Most of the filming is done on the streets of New York.
“We have shot scenes in neighborhoods with drug dealers around every corner, but we also have filmed in an $18 million dollar penthouse.”
Because they are filming on the street, with everyday activities going on around them, there is some time each week spent looping parts of the script because the noises of the city overrode voices during the filming.
Her mother visited her in New York City last week and spent a day on the set. She met her daughter’s co-workers, from the show’s leading actors to technicians.
“They were so nice to me and I heard the words a parent loves to hear, what a wonderful person Milena is and how great she is to work with.” Dr. Govich said.
At the Norman “watch party” for the season premiere, friends and family members who had seen Milena grow up were pleased with her performance.
“We cheered. We laughed. It was so interesting to see her reactions to others, her facial expressions. We would say ‘I’ve seen that look,’” Dr. Govich said.
Dr. Govich’s sons, Matt and Nikola, are aspiring actors who are hoping to follow their big sister into major roles. Their father is the late Dr. Bruce Govich, an OU voice professor, and the siblings grew up steeped in the performing arts, knowing many of their parents’ students who headed for New York or L.A. in search of careers in the performing arts.
“I’ve heard the horror stories and the triumphs,” Milena said.
Now enjoying the rewards of a blossoming career, she said. “I am really thankful for all the experiences I had growing up in Norman.

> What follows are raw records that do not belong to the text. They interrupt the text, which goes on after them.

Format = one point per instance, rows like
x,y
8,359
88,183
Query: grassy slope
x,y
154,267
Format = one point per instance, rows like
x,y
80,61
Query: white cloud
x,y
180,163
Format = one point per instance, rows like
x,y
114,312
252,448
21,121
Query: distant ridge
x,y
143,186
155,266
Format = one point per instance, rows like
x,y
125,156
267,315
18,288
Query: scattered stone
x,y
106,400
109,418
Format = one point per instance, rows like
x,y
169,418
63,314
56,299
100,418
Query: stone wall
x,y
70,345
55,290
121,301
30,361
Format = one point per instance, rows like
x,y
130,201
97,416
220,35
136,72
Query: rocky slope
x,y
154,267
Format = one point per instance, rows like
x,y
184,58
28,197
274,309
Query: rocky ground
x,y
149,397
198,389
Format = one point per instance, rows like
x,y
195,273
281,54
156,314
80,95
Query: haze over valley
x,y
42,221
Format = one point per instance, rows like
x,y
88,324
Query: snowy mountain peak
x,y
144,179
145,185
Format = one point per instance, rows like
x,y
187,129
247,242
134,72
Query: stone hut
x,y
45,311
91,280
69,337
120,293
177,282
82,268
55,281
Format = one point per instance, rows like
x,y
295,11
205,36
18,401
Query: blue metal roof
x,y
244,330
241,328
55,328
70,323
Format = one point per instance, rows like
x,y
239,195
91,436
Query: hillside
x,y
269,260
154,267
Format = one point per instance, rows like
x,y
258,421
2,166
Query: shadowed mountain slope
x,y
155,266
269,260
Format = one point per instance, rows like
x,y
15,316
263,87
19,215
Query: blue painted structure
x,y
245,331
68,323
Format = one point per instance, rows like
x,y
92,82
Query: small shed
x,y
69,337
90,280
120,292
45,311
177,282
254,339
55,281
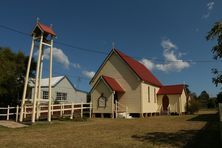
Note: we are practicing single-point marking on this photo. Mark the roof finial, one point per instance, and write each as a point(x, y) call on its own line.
point(113, 44)
point(37, 19)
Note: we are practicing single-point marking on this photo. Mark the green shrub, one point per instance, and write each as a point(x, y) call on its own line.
point(211, 103)
point(193, 106)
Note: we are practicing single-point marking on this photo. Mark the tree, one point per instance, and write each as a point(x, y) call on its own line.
point(203, 99)
point(216, 33)
point(204, 95)
point(12, 74)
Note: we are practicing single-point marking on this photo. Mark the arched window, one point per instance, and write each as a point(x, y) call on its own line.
point(102, 101)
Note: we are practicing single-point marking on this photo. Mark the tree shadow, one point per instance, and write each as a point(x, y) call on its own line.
point(208, 136)
point(177, 139)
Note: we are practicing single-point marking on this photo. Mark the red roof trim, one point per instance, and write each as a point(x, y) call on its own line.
point(114, 85)
point(171, 89)
point(142, 72)
point(46, 28)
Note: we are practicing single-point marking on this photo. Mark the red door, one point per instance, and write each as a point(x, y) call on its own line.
point(165, 103)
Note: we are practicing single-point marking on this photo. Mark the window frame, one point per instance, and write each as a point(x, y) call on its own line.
point(45, 94)
point(61, 96)
point(148, 94)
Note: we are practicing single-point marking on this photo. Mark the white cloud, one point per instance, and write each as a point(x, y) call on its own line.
point(167, 44)
point(172, 62)
point(88, 74)
point(210, 6)
point(58, 55)
point(76, 65)
point(149, 64)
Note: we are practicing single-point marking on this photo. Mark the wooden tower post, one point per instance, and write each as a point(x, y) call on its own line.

Because of the University, I was exposed to artistic things that I might not have been in another place. There were a lot of people who influenced me. I am really grateful for that. And I like to get back whenever I can.”
She is married to David Cornue, a writer/composer, and is proud to talk about his musical “Smoking Bloomberg” which was selected for performance at the New York Music Theater Festival. Married nearly four years, they live in a small studio apartment, barely 400 square feet.